4. La décision attaquée après avoir mentionné le code de l'entrée et du séjour des étrangers et du droit d'asile et notamment l'article L. 511-1 I 1° et 2° et la convention européenne de sauvegarde des droits de l'homme et des libertés fondamentales, énonce qu'il a été procédé à l'examen de la situation de M. B..., que l'intéressé a déclaré être entré sur le territoire français le 8 novembre 2019 à l'âge de 23 ans, sous couvert d'un visa de 13 jours, et s'y est maintenu depuis irrégulièrement sans solliciter sa régularisation, et qu'il n'établit pas être dépourvu d'attaches familiales dans son pays d'origine et qu'il n'est ainsi pas porté une atteinte disproportionnée au droit du requérant au respect de sa vie privée et familiale. Par suite, quand bien même l'arrêté ne vise pas l'accord franco-béninois du 28 novembre 2007 qui ne régit pas l'éloignement des ressortissants des deux Etats parties en dehors du bénéfice de l'aide au retour volontaire et renvoie à une concertation sur les modalités d'application de la législation nationale concernant l'admission exceptionnelle au séjour, le moyen tiré du défaut de motivation en droit et en fait doit être écarté. En outre cette motivation révèle que le préfet du Tarn a procédé à un examen particulier de la situation du requérant.

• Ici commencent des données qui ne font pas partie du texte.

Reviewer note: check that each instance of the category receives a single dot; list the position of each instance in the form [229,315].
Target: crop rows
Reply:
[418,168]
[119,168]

5. En second lieu, ainsi que l'a rappelé le premier juge, il ressort des pièces du dossier que M. B..., entré en France très récemment, est célibataire et sans charge de famille et ne justifie pas d'attaches familiales en France. S'il produit au dossier des documents établissant qu'il cherche à s'engager dans la légion étrangère à laquelle appartient M. C..., avec lequel il n'établit d'ailleurs pas son lien de parenté, et a échoué de peu aux tests d'entrée au cours du mois de janvier 2020, ainsi que des attestations de l'association " Ensemble " faisant état de ce qu'il est bénévole à l'action parentalité d'accompagnement scolaire, ces éléments ne sont pas suffisants pour estimer qu'en adoptant à son encontre une obligation de quitter le territoire français et en s'abstenant de faire usage de son pouvoir discrétionnaire de régularisation, le préfet du Tarn aurait commis une erreur manifeste d'appréciation des conséquences de cette décision sur sa situation personnelle. Par suite, ce moyen doit être écarté.

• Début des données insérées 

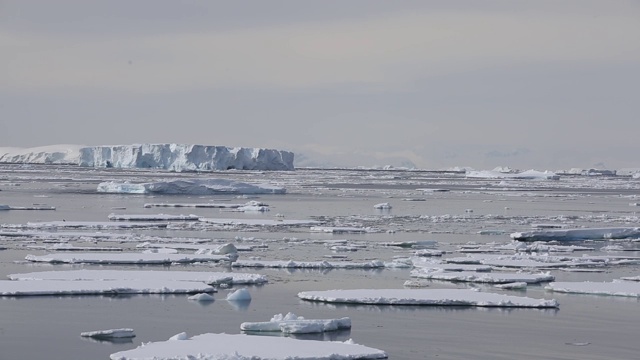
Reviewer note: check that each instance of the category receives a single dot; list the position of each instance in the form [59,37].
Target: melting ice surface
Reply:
[242,347]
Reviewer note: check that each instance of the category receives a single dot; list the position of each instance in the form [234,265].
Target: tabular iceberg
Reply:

Sur la légalité de la décision portant refus de délai de départ volontaire :

6. Aux termes du II de l'article L. 511-1 du code de l'entrée et du séjour des étrangers et du droit d'asile : " L'étranger auquel il est fait obligation de quitter le territoire français dispose d'un délai de départ volontaire de trente jours à compter de la notification de l'obligation de quitter le territoire français (...) / Toutefois, l'autorité administrative peut, par une décision motivée, décider que l'étranger est obligé de quitter sans délai le territoire français : (...) 3° S'il existe un risque que l'étranger se soustraie à cette obligation. Ce risque peut être regardé comme établi, sauf circonstance particulière, dans les cas suivants : /b) Si l'étranger s'est maintenu sur le territoire français au-delà de la durée de validité de son visa ou, s'il n'est pas soumis à l'obligation du visa, à l'expiration d'un délai de trois mois à compter de son entrée en France, sans avoir sollicité la délivrance d'un titre de séjour ; / (...)

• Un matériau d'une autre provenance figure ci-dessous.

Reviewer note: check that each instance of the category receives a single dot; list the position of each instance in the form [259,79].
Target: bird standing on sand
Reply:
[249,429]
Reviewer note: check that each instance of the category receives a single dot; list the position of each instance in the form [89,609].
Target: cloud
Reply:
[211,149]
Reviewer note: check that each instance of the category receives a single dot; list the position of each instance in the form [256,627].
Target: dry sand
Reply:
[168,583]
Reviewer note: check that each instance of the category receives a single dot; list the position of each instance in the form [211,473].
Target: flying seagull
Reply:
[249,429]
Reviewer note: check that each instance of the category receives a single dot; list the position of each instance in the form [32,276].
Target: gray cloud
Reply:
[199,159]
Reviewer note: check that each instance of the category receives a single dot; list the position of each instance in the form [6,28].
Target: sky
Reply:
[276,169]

h) Si l'étranger a explicitement déclaré son intention de ne pas se conformer à son obligation de quitter le territoire français ".

7. La décision en litige comporte l'énoncé des motifs de droit et de fait qui en constituent le fondement. L'arrêté vise notamment les articles du code de l'entrée et du séjour des étrangers et du droit d'asile applicables à la situation de M. B..., en particulier les b) et h) du 3° du II de l'article L. 511-1. L'arrêté précise les conditions de son entrée et de son séjour en France et le fait qu'il n'a pas sollicité la régularisation de sa situation plus de deux mois après l'expiration de son visa et qu'il a clairement indiqué sa volonté de rester en France. Par suite la décision est suffisamment motivée.

Sur la légalité de la décision portant assignation à résidence :

8. En premier lieu, aux termes du I de l'article L. 561-2 du code de l'entrée et du séjour des étrangers et du droit d'asile : " L'autorité administrative peut prendre une décision d'assignation à résidence à l'égard de l'étranger qui ne peut quitter immédiatement le territoire français mais dont l'éloignement demeure une perspective raisonnable, lorsque cet étranger : (...) 5° Fait l'objet d'une obligation de quitter le territoire français prise moins d'un an auparavant et pour laquelle le délai pour quitter le territoire est expiré ou n'a pas été accordé (...) ". Aux termes du treizième alinéa de l'article L. 561-1 du même code : " L'étranger astreint à résider dans les lieux qui lui sont fixés par l'autorité administrative doit se présenter périodiquement aux services de police ou aux unités de gendarmerie. Il doit également se présenter, lorsque l'autorité administrative le lui demande, aux autorités consulaires, en vue de la délivrance d'un document de voyage (...) ". Par ailleurs, aux termes de l'article R. 561-2 du même code : " L'autorité administrative détermine le périmètre dans lequel l'étranger assigné à résidence en application des articles L. 561-1, L. 561-2, L. 744-9-1 ou L. 571-4 ou d'une des mesures prévues aux articles L. 523-3, L. 523-4 et L. 523-5 est autorisé à circuler muni des documents justifiant de son identité et de sa situation administrative et au sein duquel est fixée sa résidence. Elle lui désigne le service auquel il doit se présenter, selon une fréquence qu'il fixe dans la limite d'une présentation par jour, en précisant si cette obligation s'applique les dimanches et les jours fériés ou chômés (...) ".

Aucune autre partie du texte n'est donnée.